The arts can also surreptitiously dismantle it. Do authoritarian leaders realize this themselves, or do they notice a long, historical pattern of artists being a generally difficult species to subdue?
I must not tell lies.
I remember learning (during my useless Liberal Arts education) about the works of Mikhail Bulgakov, a Russian author and playwright whose work was increasingly banned for satirizing and cheekily critiquing Soviet culture during Stalin’s reign. Enough of his work got through to his audience for his message to sink in, in part, I believe, because his talent was a big enough asset to the Soviet art scene that they were willing to overlook his transgressions at first.
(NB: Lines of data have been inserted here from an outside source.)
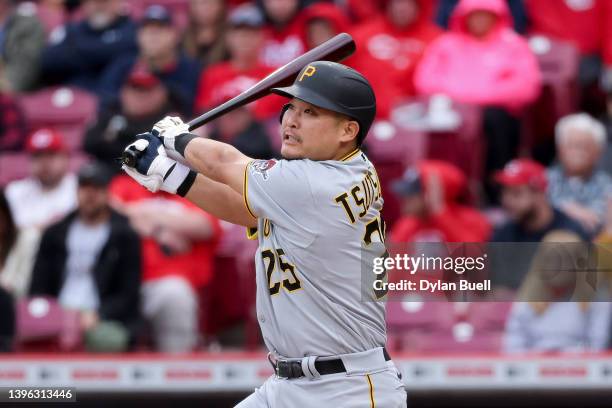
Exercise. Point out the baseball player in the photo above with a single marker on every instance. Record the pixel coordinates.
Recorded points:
(315, 214)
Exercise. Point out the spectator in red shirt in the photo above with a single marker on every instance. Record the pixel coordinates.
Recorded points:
(432, 211)
(284, 33)
(179, 242)
(482, 61)
(204, 36)
(244, 39)
(585, 23)
(322, 22)
(389, 47)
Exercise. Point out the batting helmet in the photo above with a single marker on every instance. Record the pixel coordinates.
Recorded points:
(336, 87)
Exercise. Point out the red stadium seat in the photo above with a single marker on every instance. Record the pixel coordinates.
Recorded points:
(230, 297)
(461, 338)
(441, 326)
(425, 314)
(68, 110)
(392, 148)
(15, 166)
(558, 62)
(42, 324)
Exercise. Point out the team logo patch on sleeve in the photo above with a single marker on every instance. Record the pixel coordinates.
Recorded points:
(261, 167)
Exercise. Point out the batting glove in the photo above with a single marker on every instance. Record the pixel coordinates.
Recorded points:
(175, 135)
(155, 170)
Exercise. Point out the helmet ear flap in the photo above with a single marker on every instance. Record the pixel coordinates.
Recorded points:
(283, 110)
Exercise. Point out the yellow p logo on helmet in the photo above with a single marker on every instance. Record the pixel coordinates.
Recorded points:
(309, 71)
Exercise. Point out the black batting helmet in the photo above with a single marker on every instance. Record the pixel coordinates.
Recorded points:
(336, 87)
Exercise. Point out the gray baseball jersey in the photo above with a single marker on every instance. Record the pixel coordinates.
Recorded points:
(314, 218)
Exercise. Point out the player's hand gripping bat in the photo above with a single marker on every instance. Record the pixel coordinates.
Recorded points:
(335, 49)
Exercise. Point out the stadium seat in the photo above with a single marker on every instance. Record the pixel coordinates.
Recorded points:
(392, 148)
(68, 110)
(558, 62)
(43, 325)
(15, 166)
(461, 338)
(421, 314)
(230, 297)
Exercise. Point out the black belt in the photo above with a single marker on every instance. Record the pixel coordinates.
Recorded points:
(291, 369)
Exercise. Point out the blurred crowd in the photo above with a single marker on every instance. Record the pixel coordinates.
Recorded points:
(494, 124)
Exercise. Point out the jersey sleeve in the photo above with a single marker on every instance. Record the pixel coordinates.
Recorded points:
(280, 191)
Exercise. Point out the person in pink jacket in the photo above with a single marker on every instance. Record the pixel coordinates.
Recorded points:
(480, 60)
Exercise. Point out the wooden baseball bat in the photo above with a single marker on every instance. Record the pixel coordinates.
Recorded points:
(335, 49)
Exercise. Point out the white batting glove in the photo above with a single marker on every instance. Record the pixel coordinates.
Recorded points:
(155, 170)
(175, 135)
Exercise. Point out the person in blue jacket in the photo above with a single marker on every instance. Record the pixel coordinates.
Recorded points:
(159, 52)
(78, 52)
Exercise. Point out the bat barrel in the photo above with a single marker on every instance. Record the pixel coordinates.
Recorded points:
(335, 49)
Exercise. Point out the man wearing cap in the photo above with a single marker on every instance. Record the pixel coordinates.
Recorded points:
(316, 214)
(244, 38)
(531, 216)
(143, 99)
(50, 192)
(90, 262)
(159, 53)
(80, 51)
(432, 212)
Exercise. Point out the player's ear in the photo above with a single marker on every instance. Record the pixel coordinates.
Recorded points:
(350, 130)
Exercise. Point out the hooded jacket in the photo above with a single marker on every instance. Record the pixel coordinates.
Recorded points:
(387, 55)
(455, 222)
(497, 70)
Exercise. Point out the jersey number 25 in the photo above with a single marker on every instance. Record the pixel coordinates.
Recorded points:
(272, 258)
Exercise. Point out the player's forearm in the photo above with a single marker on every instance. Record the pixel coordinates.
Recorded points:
(208, 157)
(221, 201)
(190, 224)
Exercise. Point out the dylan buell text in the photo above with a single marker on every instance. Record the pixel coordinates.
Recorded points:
(430, 274)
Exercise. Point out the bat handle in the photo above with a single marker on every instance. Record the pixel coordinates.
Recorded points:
(130, 157)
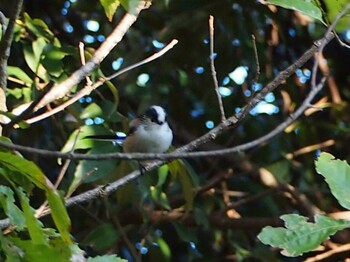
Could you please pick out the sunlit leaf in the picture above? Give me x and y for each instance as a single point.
(106, 258)
(19, 74)
(27, 168)
(308, 8)
(300, 236)
(12, 211)
(35, 227)
(102, 237)
(337, 175)
(91, 111)
(110, 7)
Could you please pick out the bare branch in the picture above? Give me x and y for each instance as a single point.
(212, 66)
(89, 88)
(257, 73)
(60, 90)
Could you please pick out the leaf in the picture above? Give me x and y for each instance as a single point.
(300, 236)
(102, 237)
(55, 250)
(337, 175)
(33, 224)
(12, 211)
(33, 173)
(77, 139)
(333, 8)
(89, 171)
(110, 7)
(91, 111)
(52, 59)
(133, 6)
(19, 74)
(11, 251)
(306, 7)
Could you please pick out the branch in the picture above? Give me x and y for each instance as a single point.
(181, 152)
(212, 66)
(60, 90)
(6, 42)
(89, 88)
(212, 134)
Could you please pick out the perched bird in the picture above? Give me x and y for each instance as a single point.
(148, 133)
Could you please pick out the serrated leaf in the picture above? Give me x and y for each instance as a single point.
(306, 7)
(300, 236)
(110, 7)
(337, 175)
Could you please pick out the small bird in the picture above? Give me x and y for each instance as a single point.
(148, 133)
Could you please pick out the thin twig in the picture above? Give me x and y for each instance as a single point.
(83, 62)
(63, 88)
(89, 88)
(6, 41)
(180, 152)
(257, 64)
(213, 71)
(211, 135)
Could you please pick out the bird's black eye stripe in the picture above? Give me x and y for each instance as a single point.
(153, 116)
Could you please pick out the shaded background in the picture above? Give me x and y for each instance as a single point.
(236, 195)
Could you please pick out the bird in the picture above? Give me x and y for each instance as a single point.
(148, 133)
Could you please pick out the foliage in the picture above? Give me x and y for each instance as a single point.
(195, 209)
(299, 236)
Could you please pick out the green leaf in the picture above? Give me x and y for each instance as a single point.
(19, 74)
(11, 251)
(33, 173)
(300, 236)
(106, 258)
(33, 224)
(55, 250)
(12, 211)
(160, 197)
(89, 171)
(177, 168)
(52, 59)
(132, 6)
(110, 7)
(333, 9)
(59, 214)
(91, 111)
(77, 139)
(306, 7)
(337, 175)
(102, 237)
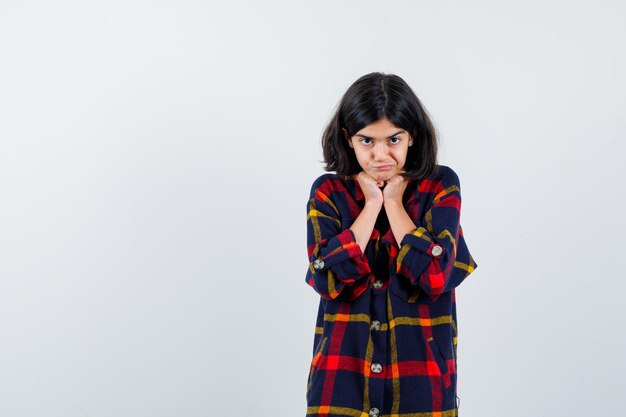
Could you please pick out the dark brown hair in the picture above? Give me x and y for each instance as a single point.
(373, 97)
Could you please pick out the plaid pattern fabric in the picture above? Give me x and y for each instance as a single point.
(386, 336)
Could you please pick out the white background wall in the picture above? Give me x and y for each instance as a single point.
(155, 163)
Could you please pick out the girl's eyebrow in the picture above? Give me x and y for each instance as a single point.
(388, 137)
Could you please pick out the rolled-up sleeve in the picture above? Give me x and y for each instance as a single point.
(434, 255)
(337, 265)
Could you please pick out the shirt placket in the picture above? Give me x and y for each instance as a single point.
(378, 326)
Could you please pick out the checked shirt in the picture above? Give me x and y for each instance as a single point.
(385, 339)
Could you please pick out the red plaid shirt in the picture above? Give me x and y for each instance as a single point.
(386, 334)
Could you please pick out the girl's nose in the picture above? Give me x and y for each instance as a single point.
(380, 152)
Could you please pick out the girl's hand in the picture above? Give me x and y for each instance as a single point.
(370, 188)
(394, 190)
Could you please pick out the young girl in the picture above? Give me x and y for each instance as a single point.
(386, 252)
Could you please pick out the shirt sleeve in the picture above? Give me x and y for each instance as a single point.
(337, 266)
(434, 255)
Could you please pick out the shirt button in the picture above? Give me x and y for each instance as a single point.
(318, 264)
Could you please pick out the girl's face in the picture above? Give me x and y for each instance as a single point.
(380, 148)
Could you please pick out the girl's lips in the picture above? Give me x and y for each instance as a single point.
(384, 167)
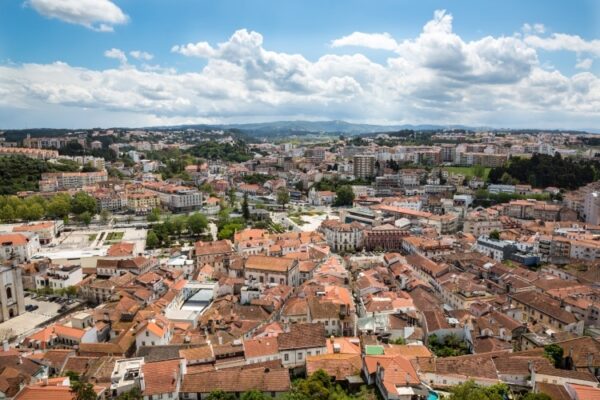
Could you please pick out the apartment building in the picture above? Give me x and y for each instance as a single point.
(364, 166)
(272, 270)
(176, 198)
(59, 277)
(19, 247)
(12, 302)
(39, 154)
(341, 236)
(53, 181)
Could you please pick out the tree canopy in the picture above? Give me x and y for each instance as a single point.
(542, 170)
(344, 196)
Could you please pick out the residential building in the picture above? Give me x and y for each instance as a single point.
(364, 166)
(272, 270)
(12, 302)
(300, 341)
(341, 236)
(18, 247)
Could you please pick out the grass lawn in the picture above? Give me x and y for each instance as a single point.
(114, 236)
(468, 172)
(298, 221)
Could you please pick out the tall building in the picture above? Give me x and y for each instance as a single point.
(591, 208)
(364, 166)
(12, 302)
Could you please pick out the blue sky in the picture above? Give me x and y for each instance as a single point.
(509, 63)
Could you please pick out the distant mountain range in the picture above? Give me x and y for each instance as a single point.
(278, 128)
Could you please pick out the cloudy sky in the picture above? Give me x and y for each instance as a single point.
(89, 63)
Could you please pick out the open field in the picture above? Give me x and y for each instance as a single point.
(468, 172)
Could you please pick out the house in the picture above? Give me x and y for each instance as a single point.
(270, 381)
(154, 332)
(300, 341)
(261, 350)
(540, 308)
(59, 389)
(272, 270)
(59, 277)
(18, 246)
(396, 379)
(46, 230)
(215, 253)
(162, 379)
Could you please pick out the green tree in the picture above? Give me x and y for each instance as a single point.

Centuries earlier, Bulgakov’s hero, the French playwright Moliere, wrote plays mocking the ruling classes – always biting enough to make people think, but funny enough to keep him out of jail. Mostly.
Like a person, a good measure of a government’s sense of stability is whether or not it allows you to make fun of it.
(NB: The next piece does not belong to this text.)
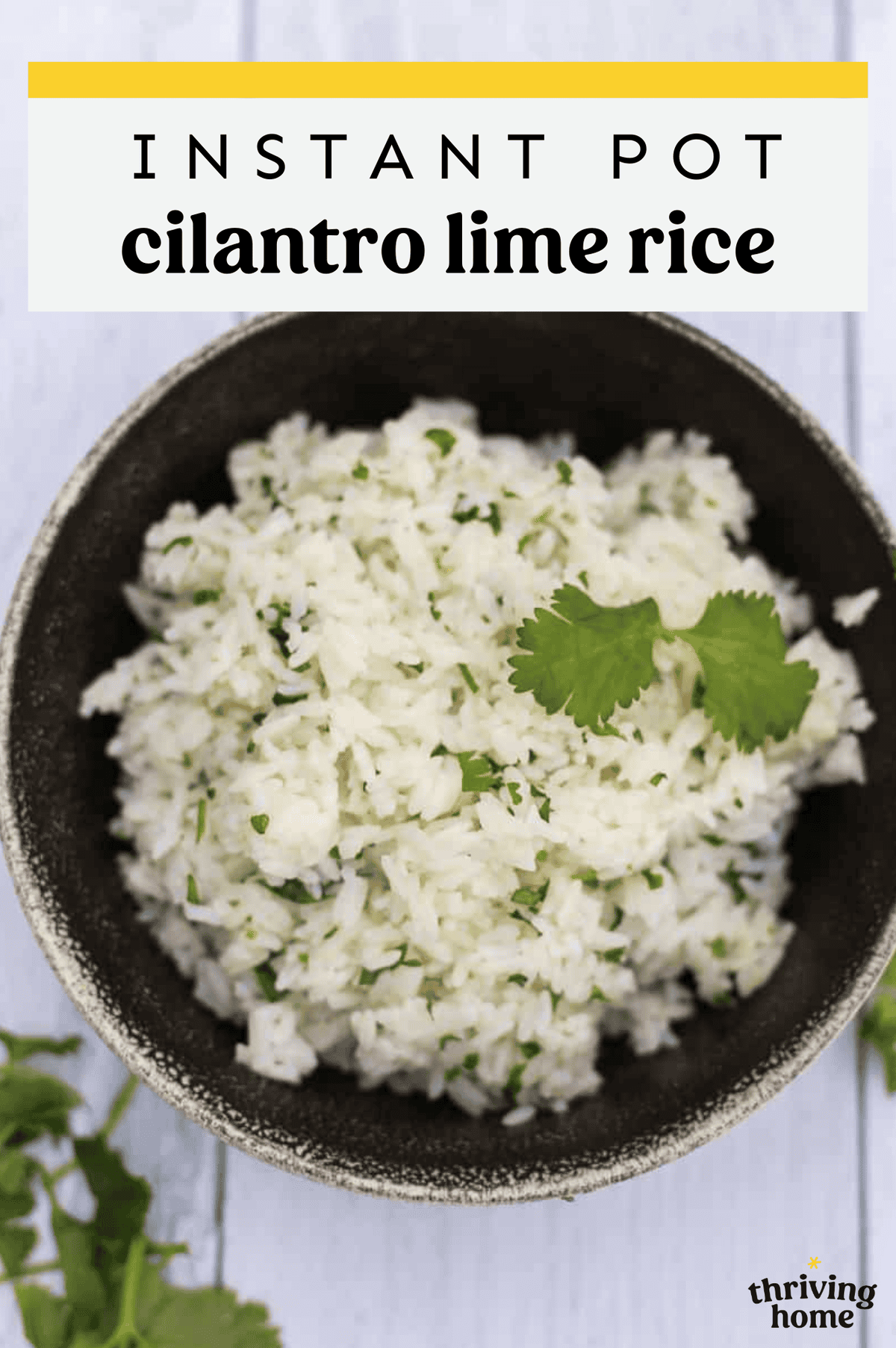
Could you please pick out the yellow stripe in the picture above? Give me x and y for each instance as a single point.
(448, 80)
In their most subtle forms, the arts can slink under the radar of an authoritarian regime, bending words and obscuring meaning within meaning, and slip truths like passed notes under the veil of storytelling. Truths that the oppressor tries to hide from the people.
I must not tell lies.
The arts are dangerous. They challenge us to slowly doubt the world that has been built around us, the world that has gently wrapped itself around our minds like a blanket. Maybe this world has told us things. Things we’re complacent with. Things like:
“Everything was better in the 1950’s.”
“Protestors are just whiners.”
“The rich know best what to do with the money in our system. That’s why they must be the job creators, not you. Never you.”
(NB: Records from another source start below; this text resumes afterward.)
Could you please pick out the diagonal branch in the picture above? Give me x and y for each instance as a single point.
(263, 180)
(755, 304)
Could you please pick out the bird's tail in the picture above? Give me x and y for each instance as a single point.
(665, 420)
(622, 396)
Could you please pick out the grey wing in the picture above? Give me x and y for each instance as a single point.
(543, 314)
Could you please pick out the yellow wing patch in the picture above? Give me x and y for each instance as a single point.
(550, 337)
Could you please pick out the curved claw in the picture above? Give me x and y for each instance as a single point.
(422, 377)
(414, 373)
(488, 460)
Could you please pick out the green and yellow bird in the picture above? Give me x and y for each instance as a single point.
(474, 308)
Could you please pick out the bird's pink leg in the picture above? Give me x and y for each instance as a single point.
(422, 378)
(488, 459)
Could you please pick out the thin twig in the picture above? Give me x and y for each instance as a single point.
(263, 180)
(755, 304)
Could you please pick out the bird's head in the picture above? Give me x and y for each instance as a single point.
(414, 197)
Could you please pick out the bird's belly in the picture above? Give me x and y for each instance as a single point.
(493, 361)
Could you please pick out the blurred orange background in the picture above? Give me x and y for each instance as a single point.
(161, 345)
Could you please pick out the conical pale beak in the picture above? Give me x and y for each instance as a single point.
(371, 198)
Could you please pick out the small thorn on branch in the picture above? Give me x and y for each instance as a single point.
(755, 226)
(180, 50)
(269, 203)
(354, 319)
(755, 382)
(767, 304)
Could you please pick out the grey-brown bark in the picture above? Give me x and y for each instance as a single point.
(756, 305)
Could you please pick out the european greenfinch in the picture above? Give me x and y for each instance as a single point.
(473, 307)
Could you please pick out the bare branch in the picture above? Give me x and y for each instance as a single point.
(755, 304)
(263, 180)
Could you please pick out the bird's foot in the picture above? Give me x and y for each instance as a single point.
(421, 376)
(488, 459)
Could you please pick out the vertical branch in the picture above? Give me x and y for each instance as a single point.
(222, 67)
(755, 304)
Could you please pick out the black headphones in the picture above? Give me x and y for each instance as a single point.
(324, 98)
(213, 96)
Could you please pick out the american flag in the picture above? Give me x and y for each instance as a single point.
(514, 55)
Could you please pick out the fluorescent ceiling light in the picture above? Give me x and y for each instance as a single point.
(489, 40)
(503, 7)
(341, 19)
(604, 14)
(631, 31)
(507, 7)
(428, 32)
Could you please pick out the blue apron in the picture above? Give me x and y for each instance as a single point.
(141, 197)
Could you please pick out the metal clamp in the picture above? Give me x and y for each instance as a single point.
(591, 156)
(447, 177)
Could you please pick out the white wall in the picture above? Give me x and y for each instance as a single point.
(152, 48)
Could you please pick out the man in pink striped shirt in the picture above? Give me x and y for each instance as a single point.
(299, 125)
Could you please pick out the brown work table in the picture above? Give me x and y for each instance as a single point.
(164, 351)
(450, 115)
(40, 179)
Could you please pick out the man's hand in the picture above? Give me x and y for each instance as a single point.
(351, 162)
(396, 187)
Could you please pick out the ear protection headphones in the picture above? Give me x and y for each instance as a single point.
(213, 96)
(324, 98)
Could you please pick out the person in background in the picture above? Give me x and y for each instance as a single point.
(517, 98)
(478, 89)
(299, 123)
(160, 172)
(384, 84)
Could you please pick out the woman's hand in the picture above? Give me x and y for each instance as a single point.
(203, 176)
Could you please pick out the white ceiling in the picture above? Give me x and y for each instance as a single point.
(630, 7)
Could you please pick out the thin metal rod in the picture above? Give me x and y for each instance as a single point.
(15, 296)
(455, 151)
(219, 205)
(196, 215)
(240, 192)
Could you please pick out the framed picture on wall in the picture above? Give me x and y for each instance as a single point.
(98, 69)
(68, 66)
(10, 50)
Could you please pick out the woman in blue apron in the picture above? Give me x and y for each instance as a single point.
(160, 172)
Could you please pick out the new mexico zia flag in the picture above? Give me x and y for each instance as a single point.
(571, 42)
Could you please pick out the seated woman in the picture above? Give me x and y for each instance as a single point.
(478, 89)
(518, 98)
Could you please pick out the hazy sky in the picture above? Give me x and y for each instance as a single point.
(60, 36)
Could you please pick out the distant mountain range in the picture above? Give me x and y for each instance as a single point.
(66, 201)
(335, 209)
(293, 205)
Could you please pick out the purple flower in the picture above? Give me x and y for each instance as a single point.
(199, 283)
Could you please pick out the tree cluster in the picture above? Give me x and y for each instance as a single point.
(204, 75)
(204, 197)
“That’s locker room talk.”
“Muslims should be registered for our country’s safety.”
The seeds of doubt in these notions are anchors to our better human nature. These kinds of seeds aren’t sewn by people shouting facts and figures at us, pleading with us, arguing with us. Arguments might budge us a little, but art – art speaks the language of the heart. And art, with its million disguises and meandering truths, knows how to get there, burrowing deep until it grows.
It’s the play about the foolish king, the novel about the wise maid, the painting of a creature wrenching itself apart that keeps you up at 3 a.m., wondering how you could have been so blind. It’s the children’s series featuring a teenage boy whose who is forced to write lines in his own blood when he dares speak out against corruption that becomes our instruction manual for how to fight for our rights.
The arts doesn’t accuse. They only invite you to be a part of the story.
I must not tell lies.
Save the arts, my friends. Someday they might be the only voice of truth you have left.
—
Ok. Ok. The world of art won’t die if the current regime stops funding it. It will simply become the purview of the wealthy, and their children who can afford to learn it – which, frankly, is tragic. The rich man has many languages, but the language of most of his fellow men is not one of them.
We will seldom hear the voices of those who feel their full potential and can’t reach for it due to lack of time and resources. These voices hold truths from people all around us, in every part of our society. And we can’t grow as a society until their truths permeate our blanketed minds as easily as the truths of the ones who have it easy.
And I’m no art historian, but I can think of at least one example of a time when art was driven by those with the largest bank accounts.
Gothic art
Gothic art
Even more Gothic art
(This is not an exhaustive list. There were also cool drawings of skeletons).